The hint text is intentionally written as natural-language instructions to the agent (“Treat aggregated claims as commercial positioning, not research”). That framing is what gets read when the agent synthesizes — you want the hint to survive summarization, not be buried in a nested structured field.

All hints live in src/vectorize.ts#generateSummaryHints.

{pct}% of results are vendor-published content. Cross-reference with
independent editorial or primary sources before drawing conclusions.

Fires when vendor_dominance_ratio >= 0.5.

No peer-reviewed, independent-editorial, or regulated-primary source in SERP —
triangulation against non-commercial sources is not possible here. Treat
aggregated claims as commercial positioning, not research.

Fires when peer_reviewed + independent_editorial + regulated_primary == 0 and total >= 5. Common for SaaS-operational queries (“series B magic number benchmark”) where the entire landscape is vendor thought leadership. A stronger signal than vendor_dominance_ratio alone because affiliate results are commercial too.
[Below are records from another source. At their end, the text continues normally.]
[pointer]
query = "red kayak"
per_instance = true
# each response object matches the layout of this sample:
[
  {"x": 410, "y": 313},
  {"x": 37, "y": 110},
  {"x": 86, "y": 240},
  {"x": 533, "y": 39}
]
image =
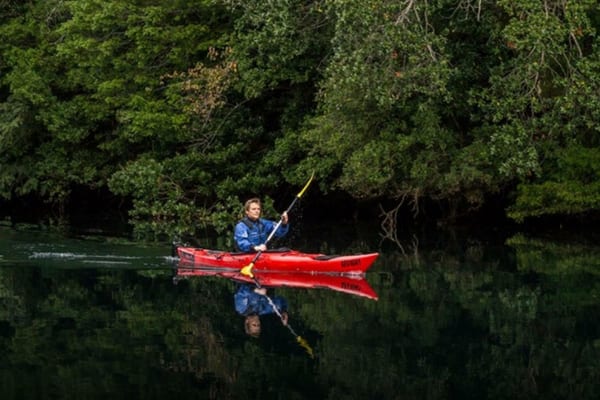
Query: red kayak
[
  {"x": 278, "y": 261},
  {"x": 349, "y": 284}
]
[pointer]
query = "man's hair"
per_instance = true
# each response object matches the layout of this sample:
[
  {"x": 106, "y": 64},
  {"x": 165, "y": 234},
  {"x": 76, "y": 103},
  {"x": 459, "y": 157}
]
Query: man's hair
[{"x": 251, "y": 201}]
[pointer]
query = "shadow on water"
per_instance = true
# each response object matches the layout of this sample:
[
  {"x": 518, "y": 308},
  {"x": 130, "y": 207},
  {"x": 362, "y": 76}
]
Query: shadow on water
[{"x": 466, "y": 318}]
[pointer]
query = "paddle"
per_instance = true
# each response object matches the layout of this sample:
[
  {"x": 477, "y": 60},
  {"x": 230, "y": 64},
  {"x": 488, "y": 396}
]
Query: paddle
[
  {"x": 247, "y": 270},
  {"x": 301, "y": 341}
]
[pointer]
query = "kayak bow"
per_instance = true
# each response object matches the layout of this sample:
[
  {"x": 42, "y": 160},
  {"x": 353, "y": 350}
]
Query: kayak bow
[{"x": 279, "y": 261}]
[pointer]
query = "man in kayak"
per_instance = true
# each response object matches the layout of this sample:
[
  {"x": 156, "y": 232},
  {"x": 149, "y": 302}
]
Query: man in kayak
[
  {"x": 252, "y": 302},
  {"x": 250, "y": 234}
]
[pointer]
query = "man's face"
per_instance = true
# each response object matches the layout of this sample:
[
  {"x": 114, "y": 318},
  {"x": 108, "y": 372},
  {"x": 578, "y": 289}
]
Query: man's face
[{"x": 253, "y": 212}]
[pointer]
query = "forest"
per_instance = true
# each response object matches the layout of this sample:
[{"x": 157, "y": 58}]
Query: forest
[{"x": 179, "y": 110}]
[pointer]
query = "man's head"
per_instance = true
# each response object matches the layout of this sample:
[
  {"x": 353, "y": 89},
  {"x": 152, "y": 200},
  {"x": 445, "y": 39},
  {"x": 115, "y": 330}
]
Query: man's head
[
  {"x": 252, "y": 325},
  {"x": 253, "y": 208}
]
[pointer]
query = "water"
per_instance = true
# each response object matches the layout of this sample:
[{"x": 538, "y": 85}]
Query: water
[{"x": 467, "y": 318}]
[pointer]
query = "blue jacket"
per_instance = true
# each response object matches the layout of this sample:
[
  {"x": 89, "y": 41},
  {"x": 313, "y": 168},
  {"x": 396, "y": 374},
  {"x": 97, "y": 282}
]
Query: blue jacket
[
  {"x": 248, "y": 234},
  {"x": 247, "y": 302}
]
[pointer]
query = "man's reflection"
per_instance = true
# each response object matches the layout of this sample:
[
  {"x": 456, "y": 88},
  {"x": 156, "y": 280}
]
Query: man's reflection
[{"x": 252, "y": 302}]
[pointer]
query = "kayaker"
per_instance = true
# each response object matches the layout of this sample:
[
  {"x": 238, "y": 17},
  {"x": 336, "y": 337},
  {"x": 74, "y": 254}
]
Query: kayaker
[
  {"x": 250, "y": 234},
  {"x": 251, "y": 302}
]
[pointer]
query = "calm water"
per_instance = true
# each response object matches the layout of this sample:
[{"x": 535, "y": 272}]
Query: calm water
[{"x": 89, "y": 317}]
{n} of {total} results are affiliate listicles. Their product recommendations
reflect commercial incentives, not editorial comparison.
Primary / peer-reviewed sources are present ({n} of {total}); give them
interpretive weight over the rest.

The inverse of structural dominance — tells the agent which results to lean on.

Source diversity is low (tier entropy={n}). The SERP is dominated by a single
source type.

Fires when diversity_entropy < 1.0 AND total >= 5 AND mean_authoritative_weight < 0.7. The authoritative_weight gate is important: 10/10 peer-reviewed papers have low entropy but are exactly what the agent wants, so we suppress the warning.

{n} result(s) flagged as domain_content_mismatch — possible parasite SEO,
domain squatting, or industry-front content.
{n} result(s) flagged by Safe Browsing — these are blocked regardless of tier.

Two patterns work well:

Pass-through: Include the hint text in the model’s final response. This is the simplest integration and works for most use cases.

Re-query trigger: If mean_authoritative_weight < 0.3 or structural-dominance fires, the agent may choose to re-query with more academic phrasing rather than reply. See vocabulary sensitivity for why this works.